【Aコース:福島産業(しらすパーク)及び伊方風力発電所(二見風の丘パーク)】

1 福島産業(しらすパーク)
(1) 講話(要旨)
 平成3年の不漁と、漁場を取り巻く自然環境の変化から、それまでの「捕る」漁業から環境を守る方向として「育てる」漁業へ転換する必要性を感じた。
漁業生産については、都市近郊が有利ではあるが、地域の雇用を促進するために本社は伊方町に置いている。
 工場の目の前が漁場という環境を生かし、水揚げしてから15分後には工場の生産ラインに乗せ、1時間後には冷凍した状態にしておくという、量よりも鮮度優先の生産を行っている。太陽光発電やデマンド監視装置を利用し、環境にやさしい生産を心がけている。
 新たな取組として、今年春より、しらす養殖を、また、ワカメやアカモクなどの海藻の養殖も行ってる。

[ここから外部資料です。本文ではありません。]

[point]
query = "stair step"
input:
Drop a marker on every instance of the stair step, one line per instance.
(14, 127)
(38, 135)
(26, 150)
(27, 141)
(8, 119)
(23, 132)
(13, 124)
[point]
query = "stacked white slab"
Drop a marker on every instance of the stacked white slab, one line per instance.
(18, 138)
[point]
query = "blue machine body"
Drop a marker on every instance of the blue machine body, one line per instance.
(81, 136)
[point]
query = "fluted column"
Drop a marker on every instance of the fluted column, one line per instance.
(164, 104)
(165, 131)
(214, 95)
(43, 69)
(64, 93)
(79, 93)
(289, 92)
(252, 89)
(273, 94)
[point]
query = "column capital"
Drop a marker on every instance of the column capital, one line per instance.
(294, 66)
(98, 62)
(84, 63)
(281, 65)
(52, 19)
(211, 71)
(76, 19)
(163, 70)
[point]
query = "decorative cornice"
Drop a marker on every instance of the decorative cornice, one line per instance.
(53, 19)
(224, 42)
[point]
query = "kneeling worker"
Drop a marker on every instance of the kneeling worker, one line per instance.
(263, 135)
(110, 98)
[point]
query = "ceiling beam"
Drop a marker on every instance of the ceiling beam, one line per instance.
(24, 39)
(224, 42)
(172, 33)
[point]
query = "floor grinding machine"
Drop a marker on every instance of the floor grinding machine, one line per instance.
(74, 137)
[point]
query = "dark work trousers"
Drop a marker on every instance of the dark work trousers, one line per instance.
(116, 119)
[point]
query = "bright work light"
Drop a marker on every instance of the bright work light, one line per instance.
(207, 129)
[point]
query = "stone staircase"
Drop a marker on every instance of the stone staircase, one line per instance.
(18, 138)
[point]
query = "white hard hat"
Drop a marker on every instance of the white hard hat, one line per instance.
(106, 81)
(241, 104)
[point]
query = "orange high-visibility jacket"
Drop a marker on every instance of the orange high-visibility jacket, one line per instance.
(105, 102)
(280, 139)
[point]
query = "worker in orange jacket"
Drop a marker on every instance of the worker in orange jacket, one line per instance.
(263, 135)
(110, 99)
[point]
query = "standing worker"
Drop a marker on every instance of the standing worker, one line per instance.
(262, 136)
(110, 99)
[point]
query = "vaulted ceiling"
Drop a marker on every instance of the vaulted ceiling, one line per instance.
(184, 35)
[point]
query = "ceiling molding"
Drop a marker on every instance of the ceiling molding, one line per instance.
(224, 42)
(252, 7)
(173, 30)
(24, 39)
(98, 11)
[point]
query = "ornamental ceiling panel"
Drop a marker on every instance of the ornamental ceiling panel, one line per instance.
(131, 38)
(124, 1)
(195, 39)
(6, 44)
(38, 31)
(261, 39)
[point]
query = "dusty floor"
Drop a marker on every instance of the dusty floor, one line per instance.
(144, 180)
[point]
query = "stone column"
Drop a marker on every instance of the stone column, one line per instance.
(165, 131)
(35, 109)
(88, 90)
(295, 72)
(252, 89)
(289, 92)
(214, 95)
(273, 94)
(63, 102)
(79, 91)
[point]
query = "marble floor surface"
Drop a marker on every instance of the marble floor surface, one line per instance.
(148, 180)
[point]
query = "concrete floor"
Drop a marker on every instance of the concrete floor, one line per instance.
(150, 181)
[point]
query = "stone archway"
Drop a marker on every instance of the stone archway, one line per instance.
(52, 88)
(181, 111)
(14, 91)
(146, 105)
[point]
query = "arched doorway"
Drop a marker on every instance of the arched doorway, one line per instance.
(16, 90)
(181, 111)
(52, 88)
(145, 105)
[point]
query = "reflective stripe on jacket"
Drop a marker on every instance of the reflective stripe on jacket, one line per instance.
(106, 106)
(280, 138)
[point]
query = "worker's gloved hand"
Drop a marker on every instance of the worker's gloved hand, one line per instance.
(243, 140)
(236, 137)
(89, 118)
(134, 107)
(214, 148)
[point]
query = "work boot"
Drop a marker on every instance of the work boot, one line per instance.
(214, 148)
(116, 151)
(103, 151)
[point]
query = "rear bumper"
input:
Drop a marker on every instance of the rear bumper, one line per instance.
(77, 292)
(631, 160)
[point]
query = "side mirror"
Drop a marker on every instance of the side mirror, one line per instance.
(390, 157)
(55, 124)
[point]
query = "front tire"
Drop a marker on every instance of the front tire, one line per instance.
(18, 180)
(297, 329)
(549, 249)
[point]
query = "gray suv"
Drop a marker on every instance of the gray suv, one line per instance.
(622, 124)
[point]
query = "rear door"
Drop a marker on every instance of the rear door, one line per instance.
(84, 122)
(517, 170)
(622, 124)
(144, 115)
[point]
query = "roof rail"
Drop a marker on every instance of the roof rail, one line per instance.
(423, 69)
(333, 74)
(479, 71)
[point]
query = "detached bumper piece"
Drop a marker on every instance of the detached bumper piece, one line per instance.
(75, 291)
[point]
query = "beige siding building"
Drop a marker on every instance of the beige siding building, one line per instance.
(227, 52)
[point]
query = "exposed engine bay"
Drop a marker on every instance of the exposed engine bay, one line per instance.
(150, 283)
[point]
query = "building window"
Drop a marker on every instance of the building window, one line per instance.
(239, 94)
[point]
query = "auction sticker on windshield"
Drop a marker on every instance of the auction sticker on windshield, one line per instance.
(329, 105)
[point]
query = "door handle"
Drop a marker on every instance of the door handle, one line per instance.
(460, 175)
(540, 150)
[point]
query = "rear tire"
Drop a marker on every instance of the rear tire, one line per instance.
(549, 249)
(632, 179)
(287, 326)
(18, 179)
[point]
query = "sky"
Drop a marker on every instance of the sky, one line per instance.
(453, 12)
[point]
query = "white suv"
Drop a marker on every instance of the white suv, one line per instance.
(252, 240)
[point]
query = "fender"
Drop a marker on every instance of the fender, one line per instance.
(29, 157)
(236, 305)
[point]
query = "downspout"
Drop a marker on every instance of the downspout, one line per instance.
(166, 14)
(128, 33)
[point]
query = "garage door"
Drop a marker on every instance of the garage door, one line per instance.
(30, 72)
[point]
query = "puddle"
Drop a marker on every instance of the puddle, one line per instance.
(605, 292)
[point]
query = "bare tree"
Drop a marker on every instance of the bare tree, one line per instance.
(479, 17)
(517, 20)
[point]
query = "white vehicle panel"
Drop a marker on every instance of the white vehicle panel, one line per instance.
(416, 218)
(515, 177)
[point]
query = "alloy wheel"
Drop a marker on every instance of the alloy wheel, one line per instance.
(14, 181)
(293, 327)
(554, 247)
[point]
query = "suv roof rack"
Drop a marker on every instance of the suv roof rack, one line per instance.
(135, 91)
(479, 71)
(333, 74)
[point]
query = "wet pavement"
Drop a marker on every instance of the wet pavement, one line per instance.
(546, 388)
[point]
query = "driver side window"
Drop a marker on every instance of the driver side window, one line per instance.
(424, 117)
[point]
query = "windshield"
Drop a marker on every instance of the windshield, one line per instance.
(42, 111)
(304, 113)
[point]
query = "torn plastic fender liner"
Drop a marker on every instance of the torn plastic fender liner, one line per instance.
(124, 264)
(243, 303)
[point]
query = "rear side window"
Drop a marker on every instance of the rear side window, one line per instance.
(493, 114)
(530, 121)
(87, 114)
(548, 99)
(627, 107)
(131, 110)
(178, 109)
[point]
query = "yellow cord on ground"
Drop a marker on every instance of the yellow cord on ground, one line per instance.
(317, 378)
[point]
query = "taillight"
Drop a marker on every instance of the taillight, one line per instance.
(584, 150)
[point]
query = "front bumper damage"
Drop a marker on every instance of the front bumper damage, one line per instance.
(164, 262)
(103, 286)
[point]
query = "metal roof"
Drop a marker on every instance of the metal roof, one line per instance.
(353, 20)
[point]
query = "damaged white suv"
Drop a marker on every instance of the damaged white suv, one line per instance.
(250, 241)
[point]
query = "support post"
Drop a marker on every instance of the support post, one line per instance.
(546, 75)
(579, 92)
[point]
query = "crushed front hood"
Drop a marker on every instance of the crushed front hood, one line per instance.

 環境教育活動については、工場見学や、しらすと一緒に網に入ってくるイカ、タコ、タツノオトシゴなどの海の生き物について学習する「しらすモンスター教室」の開催、地引き網や漁の体験を行っている。「食」を通じ、命の大切さを伝えることに重点を置いている。また、海岸清掃や植林活動など、地域を巻き込んだ取組も行っている。
(2) 工場見学
 水揚げされてから加工し、冷凍されるまでの生産過程を見学した。
水揚げされたしらすは、すぐに全自動窯に入れられ、讃岐の天日塩のみでボイルされる。その後、雑菌を増やさないように直ちに冷却する。製品の最終チェックは人の手で徹底して行われており、石や貝殻、異物はないか厳しく点検されていた。
 
   


2 伊方風力発電所(二見風の丘パーク)
 当日は、伊方町役場産業振興課の方に風力発電所の概要を説明していただいた。間近に見える風車を眺めながら、風力発電の研修を深めることができた。
(1) 風車導入の背景
 佐田岬半島は、年間を通じて風が強く、農業や漁業を基幹産業とするこの地域では、厄介者とされていた。が、この風を利用して地域振興を図ろうと旧瀬戸町が瀬戸農業公園に実用型風車を設置し、公園内の施設の電力源として利用すると共に、観光客の誘導素材として活用したのが始まりである。その後、それぞれの町で(伊方町・瀬戸町・三崎町)風力発電計画を進め、現在に至っている。
(2) 現況
 現在、58基の風車が佐田岬半島の尾根沿いに並んで稼働している。風力発電所の周辺には、風車公園を整備し、自然エネルギーの体験学習や誘客素材として活用している。また、二見での年間発電量は446kWhで、一般家庭の年間使用電力に換算すると、
約1050世帯になる。この電力は、売電している。
 今後の課題として、運転中のトラブル対策への迅速化や騒音防止対策などがある。